Das gäbe es auch an anderen Orten. „In Ettelbrück gibt es ebenfalls eine offene Szene, auch in Wiltz und Clerf bestehen ebenfalls es kleinere, private Konsumräume“, erklärt er. Für eine offizielle Drogenhilfeeinrichtung fehle dort aber die kritische Masse. Eine mobile Lösung wäre notwendig, besteht aber bislang nicht. „Auch wenn es von außen nicht so aussieht, ist das Abrigado das modernste Drogenhilfezentrum Europas“, sagt der Direktor nicht ohne Stolz. Trotzdem waren die Container von Anfang an nur als Provisorium gedacht, ein Neubau wäre angebracht. Während dieser aber aktuell nicht in Aussicht ist, sind andere Vorhaben bereits im Detail geplant: So soll in Zukunft verstärkt auf Substitution gesetzt werden. Die ständige Suche nach der Droge sei nämlich mit einem enormen Druck verbunden. „Das nimmt den Druck von den Konsumenten“, sagt Schaaf.

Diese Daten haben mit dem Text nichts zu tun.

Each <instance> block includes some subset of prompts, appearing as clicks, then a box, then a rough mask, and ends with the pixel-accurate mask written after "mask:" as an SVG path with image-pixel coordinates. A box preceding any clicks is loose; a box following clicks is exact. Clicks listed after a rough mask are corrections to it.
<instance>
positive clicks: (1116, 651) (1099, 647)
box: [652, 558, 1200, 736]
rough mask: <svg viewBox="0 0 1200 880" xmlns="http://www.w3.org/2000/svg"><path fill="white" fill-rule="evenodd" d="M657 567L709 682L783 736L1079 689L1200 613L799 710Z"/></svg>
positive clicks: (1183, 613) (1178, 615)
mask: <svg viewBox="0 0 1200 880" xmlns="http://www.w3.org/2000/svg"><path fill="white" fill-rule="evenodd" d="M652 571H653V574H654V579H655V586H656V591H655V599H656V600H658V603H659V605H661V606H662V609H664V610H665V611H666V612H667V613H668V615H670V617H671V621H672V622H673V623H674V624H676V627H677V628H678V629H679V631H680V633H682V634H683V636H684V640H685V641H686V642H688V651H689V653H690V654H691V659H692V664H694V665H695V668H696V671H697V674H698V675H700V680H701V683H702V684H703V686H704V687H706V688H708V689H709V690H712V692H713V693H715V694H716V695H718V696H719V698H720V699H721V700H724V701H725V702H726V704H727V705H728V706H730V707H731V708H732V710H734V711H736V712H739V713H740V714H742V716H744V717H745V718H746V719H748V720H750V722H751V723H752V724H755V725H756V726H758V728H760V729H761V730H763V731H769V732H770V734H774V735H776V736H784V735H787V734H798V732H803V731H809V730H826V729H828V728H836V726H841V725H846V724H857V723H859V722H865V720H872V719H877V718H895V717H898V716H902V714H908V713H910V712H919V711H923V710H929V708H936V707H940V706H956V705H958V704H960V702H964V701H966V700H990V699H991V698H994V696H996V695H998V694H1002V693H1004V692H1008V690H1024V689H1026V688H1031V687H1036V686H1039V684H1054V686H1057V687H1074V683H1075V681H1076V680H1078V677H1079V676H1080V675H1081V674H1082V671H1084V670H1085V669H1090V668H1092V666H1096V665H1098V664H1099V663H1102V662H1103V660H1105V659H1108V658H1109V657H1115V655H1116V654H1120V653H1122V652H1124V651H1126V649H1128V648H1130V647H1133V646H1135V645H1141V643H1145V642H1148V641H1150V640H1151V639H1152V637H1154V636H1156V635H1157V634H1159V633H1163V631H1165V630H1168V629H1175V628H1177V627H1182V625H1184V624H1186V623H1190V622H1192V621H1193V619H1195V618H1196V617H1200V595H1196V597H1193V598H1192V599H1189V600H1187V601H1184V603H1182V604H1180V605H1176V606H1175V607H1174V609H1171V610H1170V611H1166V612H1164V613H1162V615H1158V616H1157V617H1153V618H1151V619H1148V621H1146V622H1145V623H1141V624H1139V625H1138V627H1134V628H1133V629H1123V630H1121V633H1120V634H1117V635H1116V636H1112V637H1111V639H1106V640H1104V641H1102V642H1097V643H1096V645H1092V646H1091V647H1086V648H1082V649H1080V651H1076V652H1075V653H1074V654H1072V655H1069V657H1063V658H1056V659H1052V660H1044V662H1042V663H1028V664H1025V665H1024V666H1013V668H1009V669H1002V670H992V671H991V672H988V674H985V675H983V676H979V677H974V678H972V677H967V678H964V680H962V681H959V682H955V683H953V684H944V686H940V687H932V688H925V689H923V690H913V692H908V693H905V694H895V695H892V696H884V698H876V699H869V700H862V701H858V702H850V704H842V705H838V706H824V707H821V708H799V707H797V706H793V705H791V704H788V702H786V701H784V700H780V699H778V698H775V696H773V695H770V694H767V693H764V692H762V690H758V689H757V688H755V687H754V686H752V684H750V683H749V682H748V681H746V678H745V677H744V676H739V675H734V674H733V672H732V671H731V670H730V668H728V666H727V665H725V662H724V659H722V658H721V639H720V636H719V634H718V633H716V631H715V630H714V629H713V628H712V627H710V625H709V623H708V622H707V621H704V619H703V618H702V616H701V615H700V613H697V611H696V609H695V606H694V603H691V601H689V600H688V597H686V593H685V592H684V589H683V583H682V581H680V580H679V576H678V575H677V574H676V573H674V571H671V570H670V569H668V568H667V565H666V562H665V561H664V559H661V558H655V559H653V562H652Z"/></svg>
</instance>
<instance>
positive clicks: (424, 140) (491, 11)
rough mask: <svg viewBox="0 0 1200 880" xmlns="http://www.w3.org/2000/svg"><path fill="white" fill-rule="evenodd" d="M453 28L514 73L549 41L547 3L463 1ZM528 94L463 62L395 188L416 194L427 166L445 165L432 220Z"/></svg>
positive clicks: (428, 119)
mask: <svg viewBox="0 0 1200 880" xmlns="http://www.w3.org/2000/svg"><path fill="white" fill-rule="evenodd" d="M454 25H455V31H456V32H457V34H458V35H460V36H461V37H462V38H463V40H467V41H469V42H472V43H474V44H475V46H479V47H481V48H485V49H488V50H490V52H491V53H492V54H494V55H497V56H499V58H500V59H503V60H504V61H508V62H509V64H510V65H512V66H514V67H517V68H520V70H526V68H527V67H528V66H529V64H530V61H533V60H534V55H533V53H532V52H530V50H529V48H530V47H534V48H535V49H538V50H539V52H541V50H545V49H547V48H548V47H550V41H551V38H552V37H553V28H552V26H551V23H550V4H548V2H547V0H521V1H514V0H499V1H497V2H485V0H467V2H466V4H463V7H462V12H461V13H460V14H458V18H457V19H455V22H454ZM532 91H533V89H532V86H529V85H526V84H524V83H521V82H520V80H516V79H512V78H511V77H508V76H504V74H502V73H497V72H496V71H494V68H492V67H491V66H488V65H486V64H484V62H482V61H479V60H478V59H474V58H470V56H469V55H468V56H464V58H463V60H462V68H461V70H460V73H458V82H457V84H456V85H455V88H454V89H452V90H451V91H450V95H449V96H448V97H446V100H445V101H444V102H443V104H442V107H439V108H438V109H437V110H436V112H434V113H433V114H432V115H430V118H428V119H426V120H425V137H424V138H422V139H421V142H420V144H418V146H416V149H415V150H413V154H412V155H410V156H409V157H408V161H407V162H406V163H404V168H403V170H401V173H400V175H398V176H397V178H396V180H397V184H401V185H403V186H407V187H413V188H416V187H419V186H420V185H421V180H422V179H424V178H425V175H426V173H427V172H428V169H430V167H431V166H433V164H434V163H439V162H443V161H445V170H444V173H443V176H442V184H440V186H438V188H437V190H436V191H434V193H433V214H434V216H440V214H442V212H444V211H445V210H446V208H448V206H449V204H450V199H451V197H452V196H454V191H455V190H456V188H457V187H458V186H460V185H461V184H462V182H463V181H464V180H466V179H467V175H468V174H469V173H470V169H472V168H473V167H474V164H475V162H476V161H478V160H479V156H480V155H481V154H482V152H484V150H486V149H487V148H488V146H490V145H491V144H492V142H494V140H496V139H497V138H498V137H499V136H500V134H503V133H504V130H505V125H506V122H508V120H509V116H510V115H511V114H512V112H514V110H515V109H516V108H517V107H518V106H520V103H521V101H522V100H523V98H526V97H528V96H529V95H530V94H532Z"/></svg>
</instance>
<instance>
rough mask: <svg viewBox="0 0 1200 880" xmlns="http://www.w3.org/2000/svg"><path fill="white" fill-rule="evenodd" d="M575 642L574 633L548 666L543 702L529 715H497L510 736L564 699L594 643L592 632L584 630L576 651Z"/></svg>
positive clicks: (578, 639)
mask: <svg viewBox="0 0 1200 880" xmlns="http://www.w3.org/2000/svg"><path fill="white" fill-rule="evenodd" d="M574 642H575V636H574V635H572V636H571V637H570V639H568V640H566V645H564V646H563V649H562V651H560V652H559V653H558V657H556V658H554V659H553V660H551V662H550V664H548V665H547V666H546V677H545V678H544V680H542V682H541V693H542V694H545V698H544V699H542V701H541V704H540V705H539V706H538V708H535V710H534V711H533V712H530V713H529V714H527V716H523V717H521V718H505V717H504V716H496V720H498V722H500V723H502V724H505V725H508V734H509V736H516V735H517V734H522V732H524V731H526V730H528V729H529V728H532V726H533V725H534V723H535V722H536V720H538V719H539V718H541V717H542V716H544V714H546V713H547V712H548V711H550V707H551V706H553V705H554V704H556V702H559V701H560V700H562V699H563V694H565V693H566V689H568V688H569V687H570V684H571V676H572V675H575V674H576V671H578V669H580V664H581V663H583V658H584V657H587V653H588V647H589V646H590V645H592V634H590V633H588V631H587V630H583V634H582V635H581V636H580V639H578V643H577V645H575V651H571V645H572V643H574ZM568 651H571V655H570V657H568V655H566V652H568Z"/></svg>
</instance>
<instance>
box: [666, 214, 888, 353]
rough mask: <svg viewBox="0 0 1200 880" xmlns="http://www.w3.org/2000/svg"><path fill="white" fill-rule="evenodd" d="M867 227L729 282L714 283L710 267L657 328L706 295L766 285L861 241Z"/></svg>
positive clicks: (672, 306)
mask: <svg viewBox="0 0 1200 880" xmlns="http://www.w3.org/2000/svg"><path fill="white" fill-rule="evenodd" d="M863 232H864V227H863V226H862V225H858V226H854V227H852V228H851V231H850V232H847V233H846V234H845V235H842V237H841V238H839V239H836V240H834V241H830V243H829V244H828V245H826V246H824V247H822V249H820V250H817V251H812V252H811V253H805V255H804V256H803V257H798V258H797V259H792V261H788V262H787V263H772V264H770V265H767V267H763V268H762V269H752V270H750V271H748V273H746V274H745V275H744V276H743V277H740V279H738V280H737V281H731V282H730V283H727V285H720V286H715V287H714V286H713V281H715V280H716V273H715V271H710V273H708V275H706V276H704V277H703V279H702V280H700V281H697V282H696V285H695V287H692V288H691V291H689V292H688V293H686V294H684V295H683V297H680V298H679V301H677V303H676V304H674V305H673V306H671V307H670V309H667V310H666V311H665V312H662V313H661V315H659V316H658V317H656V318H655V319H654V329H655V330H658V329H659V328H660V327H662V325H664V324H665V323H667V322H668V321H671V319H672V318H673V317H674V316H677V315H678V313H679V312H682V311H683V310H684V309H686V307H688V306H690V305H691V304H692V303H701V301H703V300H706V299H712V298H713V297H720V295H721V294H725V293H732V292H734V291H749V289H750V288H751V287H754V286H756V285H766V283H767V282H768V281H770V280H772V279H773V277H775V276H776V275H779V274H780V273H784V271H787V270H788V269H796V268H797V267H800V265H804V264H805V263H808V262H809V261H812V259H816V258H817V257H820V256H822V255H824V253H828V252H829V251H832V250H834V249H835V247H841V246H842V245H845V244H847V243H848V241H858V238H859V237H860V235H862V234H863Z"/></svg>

Durch die Substitution ändere sich der Tagesablauf der Süchtigen. Statt nach dem Aufwachen erst nach Geld und dann nach Drogen zu suchen, erhalten die Patienten dabei Methasan oder andere Opioide als Medikament. So müssen sie sich das Geld für die Drogen nicht mehr durch Diebstahl, Drogenhandel, Prostitution oder Betteln beschaffen.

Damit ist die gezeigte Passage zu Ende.